De 1970 à 1980

les routards découvrent la Suisse

« En 1972, on s’attend à un bon million de ces Américains à l’apparence si différente. Le sac à dos haut aux couleurs choc est le symbole de leur rang. En guise de bible et de boussole, ils voyagent avec le livre « Europe on 5 $ a Day ». La devise de voyage de ces hordes aux poches peu remplies venues de la lointaine Amérique du Nord : autant de plaisir que possible pour le moins d’argent possible. » [1]

Aussi abordable que possible

Le monde semble ouvert à tous, en particulier aux US-Boys et aux Canadian Girls, qui, avec leurs budgets serrés, prennent quasiment d’assaut les auberges de jeunesse.
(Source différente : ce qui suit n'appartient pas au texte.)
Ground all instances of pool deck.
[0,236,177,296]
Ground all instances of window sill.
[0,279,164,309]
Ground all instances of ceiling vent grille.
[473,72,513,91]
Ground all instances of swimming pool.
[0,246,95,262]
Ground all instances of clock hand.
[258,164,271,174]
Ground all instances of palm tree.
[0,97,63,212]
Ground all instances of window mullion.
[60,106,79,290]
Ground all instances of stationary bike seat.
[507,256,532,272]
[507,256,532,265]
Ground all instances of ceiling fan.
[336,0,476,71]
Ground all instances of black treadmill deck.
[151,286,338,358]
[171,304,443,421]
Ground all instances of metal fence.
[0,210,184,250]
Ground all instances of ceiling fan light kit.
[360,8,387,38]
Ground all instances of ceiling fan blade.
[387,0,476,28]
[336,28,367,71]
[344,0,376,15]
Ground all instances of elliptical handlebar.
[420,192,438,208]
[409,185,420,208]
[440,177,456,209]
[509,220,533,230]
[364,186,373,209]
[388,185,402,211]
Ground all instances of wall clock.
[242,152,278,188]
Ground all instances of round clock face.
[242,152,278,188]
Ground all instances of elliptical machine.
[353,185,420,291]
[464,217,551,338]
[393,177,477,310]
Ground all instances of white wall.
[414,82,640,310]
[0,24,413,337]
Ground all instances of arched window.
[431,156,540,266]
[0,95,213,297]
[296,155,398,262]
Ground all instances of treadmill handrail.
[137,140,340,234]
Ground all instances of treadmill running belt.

À partir de 1970, le nombre de nuitées augmente rapidement et de manière inattendue. Cela s’explique par le fait que de jeunes routards du monde entier découvrent la Suisse. Des vols charters avantageux et de nouveaux tarifs pour les jeunes permettent aux jeunes Américains de s’offrir de toutes nouvelles destinations de voyage. Ils se font un plaisir de descendre à l’Auberge de Jeunesse Wollishofen, qui est la première étape facile d’accès depuis l’aéroport de Zurich et constitue sans aucun doute le « point de convergence ». Chaque nuit, elle est « occupée jusqu’au dernier matelas », lit-on dans un reportage de l’émission télévisée Rundschau d’août 1972. Pour 4 francs et une carte de membre, les « Américains avec sac à dos » y passeraient même la nuit à la cave. L’affluence est telle qu’ils passent parfois la nuit à la gare en attendant qu’un lit d’auberge ou un autre lit bon marché se libère. Ils veulent continuer leur voyage « in the Alps », à Lucerne et Interlaken pour rejoindre les « hommes des neiges », les alpinistes et les skieurs. Ou bien rester à Zurich. Le fait qu’ils ne parlent pas aux Suisses, selon leurs propres dires, est dû à la langue. Ces affirmations bouleversent l’idée fondamentale de l’entente entre les peuples au sein des auberges de jeunesse. La plupart d’entre eux seraient ravis de rencontrer quelqu’un de leur ville aux États-Unis, confie à la caméra une collaboratrice du service de voyage étudiant SSR avec un sourire narquois. 

 

 

Bémont (1979)

Photo : Archives AJS 

Auberge de Jeunesse Bémont (1979)

Photo : Archives AJS 

À partir de 1972, le nouveau pass Interrail permet également de voyager à bon prix. Grâce à toutes ces nouvelles possibilités de transport abordables et adaptées aux besoins des jeunes, les auberges de jeunesse accueillent un public plus international que jamais. Dans les années 1970, seuls 30 % environ des nuitées dans les Auberges de Jeunesse Suisses reviennent à la population locale. Les derniers bastions de l’abstinence des 50 dernières années tombent : les premières salles fumeurs sont aménagées et l’association internationale lève l’interdiction de consommer de l’alcool en 1978. Ce dernier principe existe encore en Suisse, car il faut une licence de débit pour pouvoir servir des boissons alcoolisées. Outre l’impôt sur l’alcool dû, les Auberges de Jeunesse craignent dans un premier temps une atteinte à l’image qui pourrait entraîner la privation de fonds publics. 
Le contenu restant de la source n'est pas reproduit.